3.3. Impact of Feature Extraction Using SNN

To demonstrate the effectiveness of the SNN as a feature extractor, we visualized the dimensionality reduction results for the silicon wafer dataset using Principal Component Analysis (PCA). Figure 4 compares the original 152-dimensional feature space (left) to the SNN-transformed feature space (right), reduced to 64 dimensions. The separation between normal and anomalous instances becomes more distinct after feature mapping through the SNN, increasing the cumulative explained variance from 78% to 82%. This result indicates that the SNN enhances class separability, leading to improved classification performance in high-dimensional structured data.

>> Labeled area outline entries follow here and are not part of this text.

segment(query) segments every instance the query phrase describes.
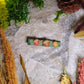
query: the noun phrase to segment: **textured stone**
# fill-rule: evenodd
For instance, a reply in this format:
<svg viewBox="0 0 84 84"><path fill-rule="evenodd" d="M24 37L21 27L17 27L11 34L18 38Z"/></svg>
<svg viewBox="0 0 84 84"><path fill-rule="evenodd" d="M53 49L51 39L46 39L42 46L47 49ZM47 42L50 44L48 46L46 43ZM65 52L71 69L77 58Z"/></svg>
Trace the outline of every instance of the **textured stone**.
<svg viewBox="0 0 84 84"><path fill-rule="evenodd" d="M32 7L30 9L32 10L30 23L23 24L14 34L7 34L15 53L19 84L24 82L24 72L19 62L19 54L24 59L31 84L60 84L59 79L63 68L56 56L66 66L67 72L74 82L76 78L77 53L79 49L80 55L83 51L81 51L81 47L79 48L82 45L81 42L73 37L71 27L83 15L83 10L81 9L68 16L62 15L59 21L54 23L55 13L59 10L56 0L45 0L45 7L42 10ZM61 41L61 46L59 48L30 46L26 42L27 36L59 40Z"/></svg>

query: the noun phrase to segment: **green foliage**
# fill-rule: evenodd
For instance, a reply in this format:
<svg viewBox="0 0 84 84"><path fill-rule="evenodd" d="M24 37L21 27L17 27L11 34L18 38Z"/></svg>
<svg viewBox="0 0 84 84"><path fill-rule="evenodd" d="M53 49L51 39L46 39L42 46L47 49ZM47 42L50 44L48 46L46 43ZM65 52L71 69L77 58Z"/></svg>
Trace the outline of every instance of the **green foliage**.
<svg viewBox="0 0 84 84"><path fill-rule="evenodd" d="M11 20L15 20L15 23L25 21L25 23L29 23L27 21L27 17L29 14L28 10L28 0L6 0L7 9L9 11L9 24Z"/></svg>
<svg viewBox="0 0 84 84"><path fill-rule="evenodd" d="M39 7L40 9L44 7L44 1L43 0L32 0L36 7Z"/></svg>
<svg viewBox="0 0 84 84"><path fill-rule="evenodd" d="M0 0L0 27L4 30L8 27L8 10L6 8L5 0Z"/></svg>
<svg viewBox="0 0 84 84"><path fill-rule="evenodd" d="M44 2L42 0L32 1L36 5L36 7L42 8L44 6ZM30 13L28 7L30 5L28 5L28 2L29 0L6 0L7 9L9 12L9 25L11 20L15 20L15 24L22 21L25 21L26 24L30 22L31 17L28 18L28 15Z"/></svg>

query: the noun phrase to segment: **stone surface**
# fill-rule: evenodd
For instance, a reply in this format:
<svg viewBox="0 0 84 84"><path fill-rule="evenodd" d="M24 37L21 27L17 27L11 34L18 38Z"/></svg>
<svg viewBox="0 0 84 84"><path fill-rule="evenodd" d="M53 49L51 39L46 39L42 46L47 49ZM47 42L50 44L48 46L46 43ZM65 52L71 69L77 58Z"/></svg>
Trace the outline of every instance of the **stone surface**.
<svg viewBox="0 0 84 84"><path fill-rule="evenodd" d="M31 11L32 10L32 11ZM24 82L24 72L19 62L19 54L22 55L26 71L31 84L60 84L59 80L63 73L62 65L65 65L72 81L76 79L76 62L78 56L83 57L83 46L80 40L75 39L71 27L76 20L84 15L80 9L71 15L62 15L57 23L53 22L58 11L56 0L45 0L45 7L30 7L31 21L23 24L19 30L9 28L6 31L7 39L11 42L18 74L19 84ZM14 26L11 26L14 27ZM46 37L61 41L59 48L29 46L27 36Z"/></svg>

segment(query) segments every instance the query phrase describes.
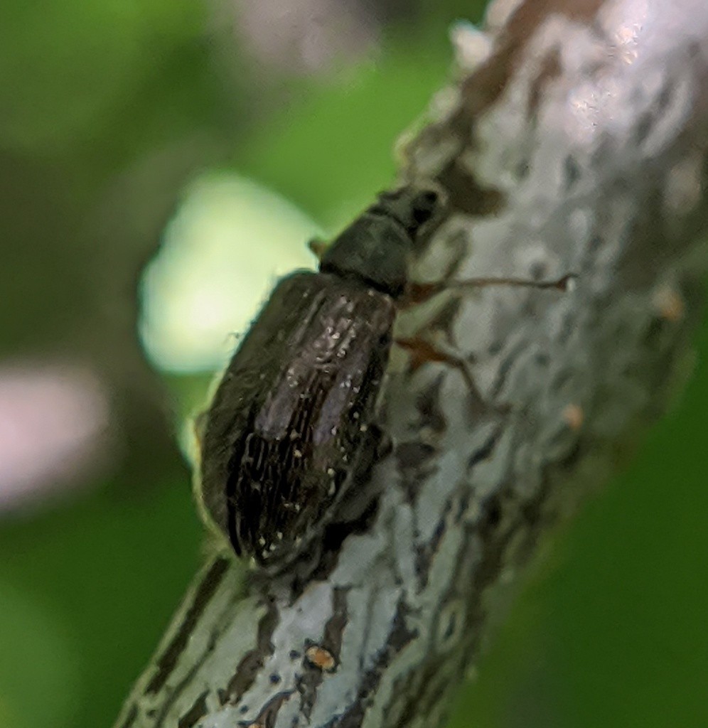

3.4. Effect of Varying Anomaly Ratios on Model Performance

Given the practical significance of handling imbalanced datasets, we investigated the impact of different anomaly ratios on model performance. By systematically reducing the proportion of anomalies in the wafer dataset, we observed how models adapt to increasing class imbalance. Under each anomaly ratio, five sets of training and testing data were randomly sampled to ensure robust evaluation. Figure 5, Figure 6, Figure 7, Figure 8, Figure 9 and Figure 10 summarize the average performance and standard deviation of each model across six different anomaly ratios: 5.28%, 2.57%, 1.08%, 0.51%, 0.25%, and 0.11%. The proposed SNN + RF and SNN + SVM consistently achieve the highest F1-Score, G-Mean, and Balanced Accuracy across all anomaly ratios. Notably, as the anomaly ratio decreases, conventional supervised models such as SVM and RF suffer from performance degradation, whereas SNN-based models remain robust, maintaining high predictive accuracy even when anomalies represent just 0.11% of the dataset. This underscores the effectiveness of SNN feature transformation in addressing extreme class imbalance.
Conversely, OCSVM and IF demonstrate strong Recall but at the expense of a high false positive rate, reinforcing that traditional anomaly detection models tend to prioritize Sensitivity over Precision. These findings suggest that for real-world applications where anomalies are rare and costly to misclassify, a feature extraction approach using SNN enhances stability and overall detection performance.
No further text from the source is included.